But first, you have to start your education, which would be with a bachelor’s degree in psychology, biology, or perhaps both (or a major in one and a minor in the other). With a bachelor’s degree – which usually takes about four years to complete if you attend school full-time), you might qualify for a position as a laboratory or research assistant. In that role, you might assist with collecting data, running statistical analyses, or caring for the animals involved in the experiment.
However, if you want to conduct research yourself, you’ll need to get at least a master’s degree. Even then, your research opportunities might be limited.
A master’s degree will provide you the opportunity to conduct advanced research under the watchful eye of your professors. Not only that, but the classroom work you do in a master’s program will be much more advanced and in-depth than what you do at the bachelor’s level.
While some schools have master’s programs in comparative psychology, you can pursue master’s degrees in related fields, like evolutionary psychology or biological psychology. Whatever path you choose, a master’s degree will likely take anywhere from two to four years to complete after you finish your bachelor’s degree. During that time, you’ll take graduate courses (like statistics, research design, animal behavior, psychobiology, and human behavior), conduct research, and might even take part in practicum or internship experiences that put you in a real-world research setting under the leadership of an experienced comparative psychologist.
It’s important to note that each program in comparative psychology is a little different. The coursework might vary somewhat from one school to the next, as might the practicum and internship opportunities.

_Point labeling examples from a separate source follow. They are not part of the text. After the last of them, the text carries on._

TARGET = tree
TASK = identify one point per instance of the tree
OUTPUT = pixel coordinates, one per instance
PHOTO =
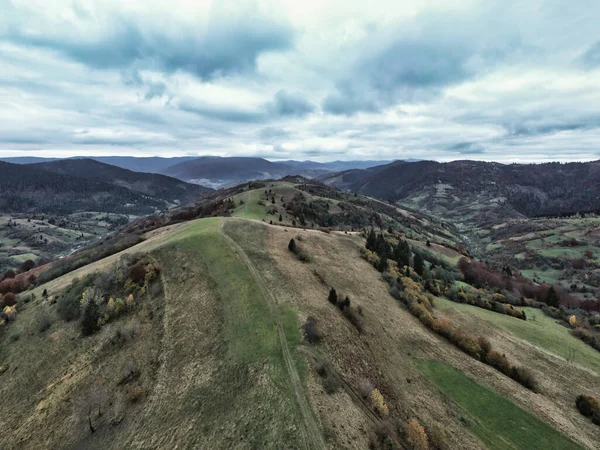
(332, 296)
(371, 240)
(402, 253)
(91, 314)
(419, 264)
(416, 436)
(292, 246)
(552, 298)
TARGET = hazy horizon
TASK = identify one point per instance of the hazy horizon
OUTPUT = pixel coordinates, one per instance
(322, 81)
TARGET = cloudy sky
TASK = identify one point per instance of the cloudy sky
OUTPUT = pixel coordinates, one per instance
(314, 79)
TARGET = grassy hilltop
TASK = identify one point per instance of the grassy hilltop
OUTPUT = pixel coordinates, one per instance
(219, 336)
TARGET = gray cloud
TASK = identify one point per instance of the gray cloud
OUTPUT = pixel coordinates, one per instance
(287, 103)
(227, 45)
(491, 80)
(591, 58)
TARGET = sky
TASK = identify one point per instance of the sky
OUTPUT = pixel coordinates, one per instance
(508, 81)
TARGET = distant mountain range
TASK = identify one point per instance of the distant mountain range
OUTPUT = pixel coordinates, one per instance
(66, 186)
(216, 171)
(466, 188)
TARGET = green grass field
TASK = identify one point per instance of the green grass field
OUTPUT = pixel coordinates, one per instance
(250, 209)
(538, 329)
(496, 421)
(250, 328)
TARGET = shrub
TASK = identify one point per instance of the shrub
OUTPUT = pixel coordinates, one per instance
(485, 344)
(330, 382)
(332, 298)
(416, 436)
(385, 433)
(378, 403)
(587, 405)
(365, 387)
(354, 318)
(43, 322)
(89, 321)
(9, 299)
(292, 246)
(311, 332)
(437, 436)
(525, 377)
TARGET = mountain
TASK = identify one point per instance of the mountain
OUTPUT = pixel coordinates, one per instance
(26, 188)
(221, 171)
(154, 185)
(515, 189)
(223, 332)
(150, 164)
(213, 170)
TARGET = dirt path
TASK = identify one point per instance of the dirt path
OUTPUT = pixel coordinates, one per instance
(312, 433)
(356, 398)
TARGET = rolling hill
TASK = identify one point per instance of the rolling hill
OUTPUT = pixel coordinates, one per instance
(26, 188)
(459, 187)
(214, 331)
(154, 185)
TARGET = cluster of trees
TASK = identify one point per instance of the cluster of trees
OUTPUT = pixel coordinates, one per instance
(99, 298)
(483, 276)
(421, 306)
(401, 253)
(352, 314)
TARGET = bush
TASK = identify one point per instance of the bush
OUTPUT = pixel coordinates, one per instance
(331, 384)
(311, 333)
(43, 322)
(437, 436)
(9, 299)
(416, 436)
(354, 318)
(485, 344)
(332, 298)
(365, 387)
(379, 403)
(587, 405)
(525, 377)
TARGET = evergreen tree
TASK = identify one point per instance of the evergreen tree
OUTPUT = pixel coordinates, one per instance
(552, 298)
(402, 253)
(332, 297)
(89, 321)
(382, 265)
(292, 246)
(371, 240)
(419, 264)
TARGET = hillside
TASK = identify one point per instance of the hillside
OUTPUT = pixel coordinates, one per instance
(214, 355)
(26, 188)
(154, 185)
(217, 332)
(460, 187)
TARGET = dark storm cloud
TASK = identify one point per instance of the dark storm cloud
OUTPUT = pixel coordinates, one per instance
(287, 103)
(223, 47)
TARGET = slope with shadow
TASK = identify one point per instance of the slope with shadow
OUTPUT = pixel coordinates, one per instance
(26, 188)
(154, 185)
(226, 170)
(221, 362)
(516, 189)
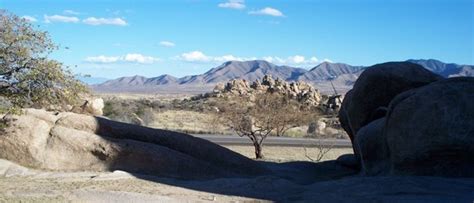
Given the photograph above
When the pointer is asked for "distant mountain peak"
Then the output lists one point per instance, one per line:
(338, 73)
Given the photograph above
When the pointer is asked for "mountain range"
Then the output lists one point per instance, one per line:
(341, 75)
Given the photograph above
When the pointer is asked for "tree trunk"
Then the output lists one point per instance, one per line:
(258, 151)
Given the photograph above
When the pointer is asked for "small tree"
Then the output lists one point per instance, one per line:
(288, 113)
(27, 77)
(255, 120)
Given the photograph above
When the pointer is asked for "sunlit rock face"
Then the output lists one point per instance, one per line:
(405, 120)
(300, 91)
(430, 130)
(374, 90)
(77, 142)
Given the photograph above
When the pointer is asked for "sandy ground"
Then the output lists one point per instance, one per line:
(289, 182)
(19, 184)
(285, 154)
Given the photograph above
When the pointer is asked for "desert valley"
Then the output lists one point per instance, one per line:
(94, 109)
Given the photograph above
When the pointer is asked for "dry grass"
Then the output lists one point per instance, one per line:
(285, 154)
(188, 121)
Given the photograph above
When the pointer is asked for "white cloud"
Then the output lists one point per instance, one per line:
(102, 59)
(297, 59)
(30, 18)
(131, 58)
(194, 56)
(104, 21)
(233, 4)
(138, 58)
(71, 12)
(60, 18)
(227, 58)
(167, 44)
(314, 60)
(200, 57)
(268, 11)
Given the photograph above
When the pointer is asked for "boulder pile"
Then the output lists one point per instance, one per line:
(404, 120)
(76, 142)
(300, 91)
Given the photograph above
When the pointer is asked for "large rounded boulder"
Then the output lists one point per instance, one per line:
(75, 142)
(430, 130)
(375, 88)
(370, 144)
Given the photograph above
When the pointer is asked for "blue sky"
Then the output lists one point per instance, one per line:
(183, 37)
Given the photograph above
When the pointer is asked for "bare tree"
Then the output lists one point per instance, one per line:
(321, 149)
(255, 120)
(289, 113)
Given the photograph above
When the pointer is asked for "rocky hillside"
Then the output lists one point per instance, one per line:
(341, 75)
(300, 91)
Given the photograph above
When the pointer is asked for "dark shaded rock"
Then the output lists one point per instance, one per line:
(430, 130)
(371, 146)
(376, 87)
(348, 160)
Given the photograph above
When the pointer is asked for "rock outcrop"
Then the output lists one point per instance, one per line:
(91, 106)
(300, 91)
(403, 120)
(75, 142)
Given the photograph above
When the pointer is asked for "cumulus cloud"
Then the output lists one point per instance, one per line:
(138, 58)
(104, 21)
(30, 18)
(293, 60)
(71, 12)
(102, 59)
(131, 58)
(268, 11)
(60, 18)
(167, 44)
(233, 4)
(200, 57)
(195, 56)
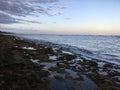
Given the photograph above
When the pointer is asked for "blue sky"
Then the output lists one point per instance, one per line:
(63, 17)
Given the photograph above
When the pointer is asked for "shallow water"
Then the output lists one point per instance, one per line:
(100, 47)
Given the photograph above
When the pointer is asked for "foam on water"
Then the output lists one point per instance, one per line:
(105, 48)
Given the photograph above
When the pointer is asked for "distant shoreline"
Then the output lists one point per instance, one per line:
(29, 65)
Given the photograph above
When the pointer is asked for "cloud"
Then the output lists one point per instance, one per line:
(11, 9)
(6, 19)
(67, 18)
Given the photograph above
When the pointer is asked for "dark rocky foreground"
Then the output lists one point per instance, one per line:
(27, 65)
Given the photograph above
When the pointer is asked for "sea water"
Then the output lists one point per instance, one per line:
(101, 47)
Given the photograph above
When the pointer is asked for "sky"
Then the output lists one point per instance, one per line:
(99, 17)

In many cases, the most job opportunities in this field will be had if you get a Ph.D. in comparative psychology or a related field.

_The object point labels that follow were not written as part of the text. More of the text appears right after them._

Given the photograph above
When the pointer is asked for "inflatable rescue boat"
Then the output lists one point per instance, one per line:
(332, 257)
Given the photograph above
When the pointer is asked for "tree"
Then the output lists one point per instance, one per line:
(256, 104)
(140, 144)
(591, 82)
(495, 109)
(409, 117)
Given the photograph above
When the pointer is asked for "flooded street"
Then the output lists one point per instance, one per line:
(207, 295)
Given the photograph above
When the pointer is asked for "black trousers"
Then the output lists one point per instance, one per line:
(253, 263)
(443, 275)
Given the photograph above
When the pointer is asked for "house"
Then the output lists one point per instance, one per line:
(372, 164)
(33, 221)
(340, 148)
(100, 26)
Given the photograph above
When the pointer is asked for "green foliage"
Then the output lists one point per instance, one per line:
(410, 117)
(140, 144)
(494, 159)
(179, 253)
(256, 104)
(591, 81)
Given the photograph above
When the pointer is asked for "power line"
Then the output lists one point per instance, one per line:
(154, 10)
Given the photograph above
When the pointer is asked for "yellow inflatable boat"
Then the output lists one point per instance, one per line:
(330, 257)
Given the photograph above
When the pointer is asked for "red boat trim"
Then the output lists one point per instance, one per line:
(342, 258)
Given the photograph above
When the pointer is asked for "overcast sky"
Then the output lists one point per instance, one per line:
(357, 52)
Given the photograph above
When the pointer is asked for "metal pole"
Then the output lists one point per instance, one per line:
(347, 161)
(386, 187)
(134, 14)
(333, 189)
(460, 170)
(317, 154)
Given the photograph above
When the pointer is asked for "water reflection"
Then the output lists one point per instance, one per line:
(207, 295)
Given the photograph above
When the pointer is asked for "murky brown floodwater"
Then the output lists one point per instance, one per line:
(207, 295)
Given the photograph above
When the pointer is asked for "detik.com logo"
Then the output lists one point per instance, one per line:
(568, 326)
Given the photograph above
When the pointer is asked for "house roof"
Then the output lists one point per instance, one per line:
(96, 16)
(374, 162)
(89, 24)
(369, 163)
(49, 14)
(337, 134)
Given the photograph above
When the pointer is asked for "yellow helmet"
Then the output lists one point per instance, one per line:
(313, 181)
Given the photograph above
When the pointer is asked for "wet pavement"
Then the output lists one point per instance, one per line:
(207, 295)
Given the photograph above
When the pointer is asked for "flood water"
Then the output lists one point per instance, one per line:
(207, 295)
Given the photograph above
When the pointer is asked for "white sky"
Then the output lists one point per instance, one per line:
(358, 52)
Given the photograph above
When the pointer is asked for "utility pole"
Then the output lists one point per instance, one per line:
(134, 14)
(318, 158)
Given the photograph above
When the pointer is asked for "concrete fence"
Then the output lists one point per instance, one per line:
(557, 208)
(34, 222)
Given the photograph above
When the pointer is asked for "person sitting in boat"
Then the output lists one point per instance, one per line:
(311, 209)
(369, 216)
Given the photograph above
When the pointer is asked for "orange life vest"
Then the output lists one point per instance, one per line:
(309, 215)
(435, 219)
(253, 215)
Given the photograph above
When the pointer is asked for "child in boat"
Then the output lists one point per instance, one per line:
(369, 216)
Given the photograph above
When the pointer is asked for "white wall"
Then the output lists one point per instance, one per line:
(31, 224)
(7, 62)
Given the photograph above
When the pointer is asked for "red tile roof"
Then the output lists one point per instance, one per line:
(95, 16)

Typically, a doctoral program will take four to five years after the completion of a master’s program. This means that you could be in school for upwards of a decade if you choose to get a Ph.D. And while that is certainly a long time, the knowledge and experience you will gain in that time will equip you to be a highly effective comparative psychologist.
Most Ph.D. programs involve some classroom work, but there is also a lot of independent research to be done. You will most likely have to write a dissertation, which you must then defend to a faculty panel in order to complete the requirements for graduation.
The dissertation alone will take years to complete. It will include vast amounts of research, data analysis, and writing. Fortunately, you’ll have faculty advisors to help you along the way to ensure that your research is being conducted in a manner that advances your skills and abilities.
Upon graduation, it’s a good idea to join professional networking groups. One such well-known organization in the field is the American Psychological Association’s Division 6, which focuses on behavioral neuroscience and comparative psychology. Joining groups like this can also help you advance your pursuit of a job by helping you make connections with individuals and organizations that are hiring workers with training in this field.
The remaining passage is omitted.